Tinha também muita dor no maxilar inferior, como se estivesse aberto a boca
muito mais do que podia. Mas só dei a atenção que a situação merecia quando
achei, enfiada em minha mochila, uma trouxa feita de jornal. Dentro dela tinha
um cachorro vira-lata morto e murcho. Melhor dizendo, terrivelmente murcho.
Atônito, joguei fora
a mochila toda no primeiro terreno baldio que encontrei. Depois, tomei um banho
e tentei pensar numa explicação que não apareceu. Com certa vergonha, me
lembrei do pouco caso que fiz dos rabiscos misteriosos que fiz no bar e da
brincadeira pouco-higiênica de comê-los e fiquei com medo deles.
Voltei à rua do bar
em busca do restante dos rabiscos (antes eram inúmeros) mas cheguei justamente
naquele dia em que a prefeitura tinha removido todos... Depois decidi ocupar a
cabeça com outra coisa e continuar com meus bicos para garantir o aluguel do
mês e a birita do dia. É claro que não
pude. E para piorar, tive uma sensação horrível...
Durante aquele dia,
no coletivo, vi uma mulher dando de amamentar a um bebê bem pequeno. Nunca
desejei tanto um peito... eu ficava excitado em ver a criança chupando o peito
da mãe... de repente senti como se pudesse ouvir o barulho do sugar dele e, por
um instante, tive a impressão de ter visto um semblante de prazer sexual na
mulher e de malícia no canto da boca do bebê... Não era a maneira normal com
que um bebê humano costuma mamar. E, por um momento, achei que o bebê tinha
ganhado feições de adulto...
Essa passagem mexeu
tremendamente comigo. De súbito, parei de desejar chupar os peitos da mãe e
comecei a desejar cravar os dentes e a reduzi-lo a um bagaço, como se fosse uma fruta cheia de suco, exceto de que no
lugar do suco, era sangue...
Tive um pesadelo
terrível naquela noite. Sonhei que voltava àquele coletivo. Mas em lugar de
desejar a mulher, desejei desesperadamente sugar o sangue do bebê. Lembro-me de
cravar meus dentes na cabeça dele, como se fosse uma daquelas armadilhas feitas
para se caçar animais grandes. Devorei quase todo o crânio rosado daquela
criança. E, quanto mais sangue eu sorvia, mais o menino chupava. E não era
leite que ele mamava. Era também sangue da mãe...
Acordei pouco depois
de reconhecer, nas faces da mulher, o rosto de minha pobre mãe, da qual
abandonara ainda moleque para ganhar a vida. Acordei muito assustado e com medo
do escuro. Olhei no quarto para ver se notava algo estranho e logo congelei com
o que vi... Sobre minha cama, a meus pés, tinham outros dois corpos de cães
murchos. Um deles era tão grande que, a princípio, pensei que era o corpo de
uma menina. Partes das cabeças estavam tão estraçalhadas que era difícil
identificar imediatamente o quê eram.
Liguei a luz e olhei
para o espelho e, desesperado, me vi com o rosto molhado de sangue,
justificando aquele gosto tenebroso de ferro. Minha camisa, a calça, a cama,...

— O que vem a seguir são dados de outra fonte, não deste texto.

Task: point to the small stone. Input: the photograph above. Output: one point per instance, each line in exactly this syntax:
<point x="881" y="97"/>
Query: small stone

tudo! Tudo estava sujo de sangue e fedia a ferro! Não tinha mais dúvidas de que
tinha me tornado um vampiro dos infernos!!
Fiquei um tempo
catatônico. Ainda não sei dizer quanto tempo se passou entre o momento em que
me vi no espelho e quando lavei o rosto. Me lembro de que ainda estava escuro
quando enrolei a cama, a roupa, os cadáveres e tudo que cheirava sangue numa
trouxa bem grande e os despachei para o mesmo terreno baldio em que vivia agora minha velha mochila jeans azul.
Dormi o restinho da
madrugada no estrado da cama e, por incrível que pareça, dormi muito bem.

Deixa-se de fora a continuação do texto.